Manchester police struggling to recruit detectives because of long hours

Police officers stand on duty in Manchester.
Police officers stand on duty in Manchester. Photograph: Ian Forsyth/Getty Images

One of the UK’s biggest police forces is suffering a detective shortage and is pulling investigators out of retirement to help solve crimes.

Greater Manchester police (GMP) is struggling to recruit young people who want to become detectives because of the job’s poor work-life balance compared with other policing roles, its chief constable has said.

Nearly one in 10 detective posts at the force were unfilled at the end of June, amounting to 163 vacancies, and GMP was forced to use an agency supplying recently retired detectives to bridge the gap.

Stephen Watson, who was appointed chief constable in May last year, said it was “perfectly reasonable” that young people did not want to work long hours and that many who joined the police instead chose to take a path with more predictable shifts.

He told the Guardian: “There’s no doubt about it that people are increasingly – and I don’t ascribe any judgment to this, it is a perfectly respectable phenomenon – but people are increasingly ascribing a higher value to the work-life balance than they might have done in the past.”

He said people were choosing other jobs, such as working in a custody office or as a response officer, because they would know when their working days would start and finish.

“As a detective, it is very much more dynamic, it’s very much more fluid. And you might just get caught up with a live job, which really is going to keep you in place for an awful long time. That happens quite a lot. So people are opting out in some cases for that reason,” he added.

The pay for new detectives is the same as other roles and so the challenge was getting across to potential detectives “the wider fulfilment that comes from doing a really valuable job”, he said.

The force was doing as much as it could to recruit new staff, he added, but in the meantime bosses had called in retired detectives to help.

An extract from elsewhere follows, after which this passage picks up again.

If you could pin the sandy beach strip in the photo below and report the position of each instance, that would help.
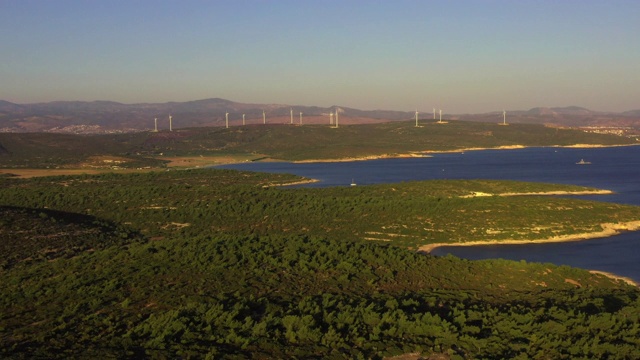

The chief constable said: “We are using agency staff, who are basically retired investigators, to plug those gaps whilst that pipeline comes to fruition.

“We are using the money that we might otherwise spend on detectives on agency staff until that sort of putative detectives come through. And that seems to be working quite well for us.”

Watson said the force had made improvements since December 2020, when it was placed in special measures.

Inspectors from Her Majesty’s Inspectorate of Constabulary and Fire and Rescue Services (HMICFRS) expressed “serious cause for concern” when the force failed to record one-fifth of all reported crimes, and criticised GMP for failing to report 80,000 crimes in the year to 30 June that year.

However, it appears to have made a marked improvement, as GMP figures showed in May this year that arrests were 61% higher compared with May 2021, and there was a 16% increase in the recording of domestic abuse incidents.

One-fifth more crimes led to a charge or summons and, in May 2022 alone, the force solved 1,000 more crimes than the same time period the previous year, an increase of 46%.

Watson said: “We’re on a real trajectory to earning the right for HMIC to make more benign judgments to the performance of the force. I’m just a little over a year into my tenure here and the progress has been absolutely fantastic.”

One of these measures of progress, he said, was the increase in the use of controversial stop and search powers, which have more than doubled in Greater Manchester since May 2021, reaching the highest level in two years.

He said: “I’m very clear, all stop and search has to be lawful, it has to be objective, and it has to be conducted respectfully. But it does have to be done. Because not doing it is a failure in the sense that we can intervene to prevent bad things from happening.”

He said stop and search complaints had reduced by 38% in the past 18 months, due to taking an “ethical” approach.